It’s time for the community to determine the winner of the Superuser Award to be presented at the OpenStack Boston Summit. Based on the community voting, the Superuser Editorial Advisory Board will review the nominees and determine the finalists and overall winner.
Now, it’s your turn.
Snapdeal is among the seven nominees for the Superuser Awards. Review the nomination criteria below, check out the other nominees and rate the nominees before the deadline Tuesday, April 4 at 11:59 p.m. Pacific Time Zone.
How has OpenStack transformed Snapdeal’s business?
Snapdeal runs on OpenStack is not an overstatement. Literally the entire business of Snapdeal runs on the private cloud called Snapdeal Cirrus that is built on top of OpenStack. In the last year and a half, Snapdeal has not only built an infrastructure-as-a-service (IaaS) using OpenStack but created an entire ecosystem of services built on top of the new private cloud which has transformed completely how applications are designed, built, deployed and maintained. Snapdeal is built using over 500 microservices, and each service has its own multi-tier architecture and exposes its capabilities over rest API. In the new architecture, all Snapdeal services are defined in YAML files called blueprints, which capture every detail about the microservice down from the Git repository, dependencies, resource requirements for both vertical and horizontal scaling. This infrastructure is then created automatically by our automation without any manual intervention. This infrastructure-as-code is heavily intertwined with OpenStack like choosing the right flavor, host aggregate, attaching Cinder volume from Ceph or local SSD. Also teams can create any number of copies of the applications with a click of a button without any manual effort. This new architecture has made the entire engineering team extremely cognizant of its own infrastructure usage.
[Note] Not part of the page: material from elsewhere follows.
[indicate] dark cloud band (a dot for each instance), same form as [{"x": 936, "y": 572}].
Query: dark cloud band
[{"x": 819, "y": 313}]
How has Snapdeal participated in or contributed to the OpenStack community?
We have been attending the OpenStack Summits regularly. At the Austin and Tokyo Summits, we attended to interact with fellow engineers who have built large private clouds using OpenStack. At the OpenStack Summit Barcelona, we announced our private cloud and we were welcomed into the 100K cores club. We have embraced OpenStack as the core software for our cloud platform, which meant that we treat it as our own code. We have a fork of the OpenStack Kilo 4, which we run in production. We have made several enhancements on this code to suit our requirements. So far we have not actively contributed back to the community version because of sheer lack of resources, but it is something that we are actively going to pursue this year.
What open source technologies does Snapdeal use in its IT environment?
CentOS, Python, Kafka, ActiveMQ, RabbitMQ, Spark 2.0.1, Scala 2.11.8, Hadoop Ecosystem (HDFS, Scoop, Yarn, Pig, Zookeeper), Spark Job Server, Zeppelin, Tachyon, Oozie – 4.3.0, Pentaho, Kylin, Tungsten, Hbase, OpenStack, Ceph. Ansible, EFK (ElasticSearch, FluentD, Kibana), Icinga, Influxdb|Telegraf|Kapacitor|Grafana, Salt, Terraform, Jenkins, Chef, Smartstack, HAProxy, Gradle, Consul, Vault and Zookeeper
What is the scale of your OpenStack deployment?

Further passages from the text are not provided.